The Employment Appeal Tribunal (EAT) has held that the dismissal of an employee charged with, but not yet tried or convicted of a crime, was fair.

When an employee has been charged with a criminal offence and the offence has occurred outside the workplace, can be very difficult for an employer to manage.  Where disciplinary proceedings involve criminal allegations, internal investigation is required.  Dismissing an employee who is subsequently acquitted may damage that individual’s reputation making it very difficult for them to obtain similar employment in the future.


However, the difficulty for employers is that the fact that there is a criminal investigation going on may mean an employee is reluctant to (or has been advised not to) answer his employer’s questions.  Criminal charges can take a considerable period of time to come to Court and an employer may not want to have an employee suspended on full pay for a prolonged period.  In addition, the fairness or otherwise of an employment dismissal will not necessarily be determined by ultimate guilt or innocence.


However, when the employer’s reputation is at risk as a result of the employee being charged, the reason for the dismissal will be “some other substantial reason”, not misconduct, and different factors are considered.  In Lafferty v Nuffield Health, Mr Lafferty was a hospital porter who was charged with assault to injury with intention to rape.  His role involved transporting anaesthetised patients to and from operating theatres.  He had twenty years’ service and an unblemished disciplinary record.  Nuffield Health, as a registered not-for-profit charity, was conscious of the scrutiny charities, in particular, can come under in these circumstances.


Following an investigation, a disciplinary hearing was held because of the potential reputational damage the charge against the employee might cause to the business.  The disciplinary hearing looked at the potential damage to the business reputation an did not focus on the employee’s guilt or innocence.  Mitigating circumstances were taken into account, alternatives were considered (including suspension on full pay until the trial took place) and the employee was dismissed with notice because of the risk of reputational damage to the business.  An appeal was unsuccessful, although it was confirmed that the position would be held open and if he was acquitted he would be reinstated (and in fact he was subsequently reinstated by the employer).

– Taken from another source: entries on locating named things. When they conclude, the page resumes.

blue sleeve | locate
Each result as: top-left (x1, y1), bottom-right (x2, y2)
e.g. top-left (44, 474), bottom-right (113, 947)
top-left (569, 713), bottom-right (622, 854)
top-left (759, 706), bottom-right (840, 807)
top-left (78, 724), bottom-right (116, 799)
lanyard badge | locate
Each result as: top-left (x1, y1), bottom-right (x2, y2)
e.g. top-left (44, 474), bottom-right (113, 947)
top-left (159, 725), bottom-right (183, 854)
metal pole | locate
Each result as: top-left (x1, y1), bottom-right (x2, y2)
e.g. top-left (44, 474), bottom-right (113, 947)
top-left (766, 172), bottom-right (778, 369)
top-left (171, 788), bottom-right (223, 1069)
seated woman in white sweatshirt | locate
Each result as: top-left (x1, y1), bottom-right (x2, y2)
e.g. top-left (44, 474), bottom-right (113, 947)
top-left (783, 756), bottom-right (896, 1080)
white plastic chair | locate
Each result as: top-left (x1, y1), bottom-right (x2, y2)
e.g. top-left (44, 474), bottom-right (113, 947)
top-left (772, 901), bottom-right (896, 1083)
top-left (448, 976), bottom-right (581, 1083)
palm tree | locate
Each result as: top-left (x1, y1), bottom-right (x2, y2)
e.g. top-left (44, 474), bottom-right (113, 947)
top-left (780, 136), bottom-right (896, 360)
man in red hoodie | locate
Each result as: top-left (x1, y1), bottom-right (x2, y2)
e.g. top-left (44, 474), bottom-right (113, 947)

The employment tribunal found his dismissal to be fair.  The EAT dismissed an appeal, finding that the decision to dismiss fell within the band of reasonable responses.  There was genuine concern on the part of the employer for their reputation if they continued to employ Mr Lafferty, given the nature of the charges against him, when he had access to vulnerable patients.


The reason that this outcome occurred is that there was no effort on the part of the employer to conclude on the charges – the focus was simply on the reputational damage. This was the reason for dismissal from the outset.  Demonstrating the effect on the business and the work done to consider alternatives made it much easier to demonstrate the fairness of the procedure at Tribunal.  This case was always about the business trying its best to balance the risk of damage with fairness to their employee.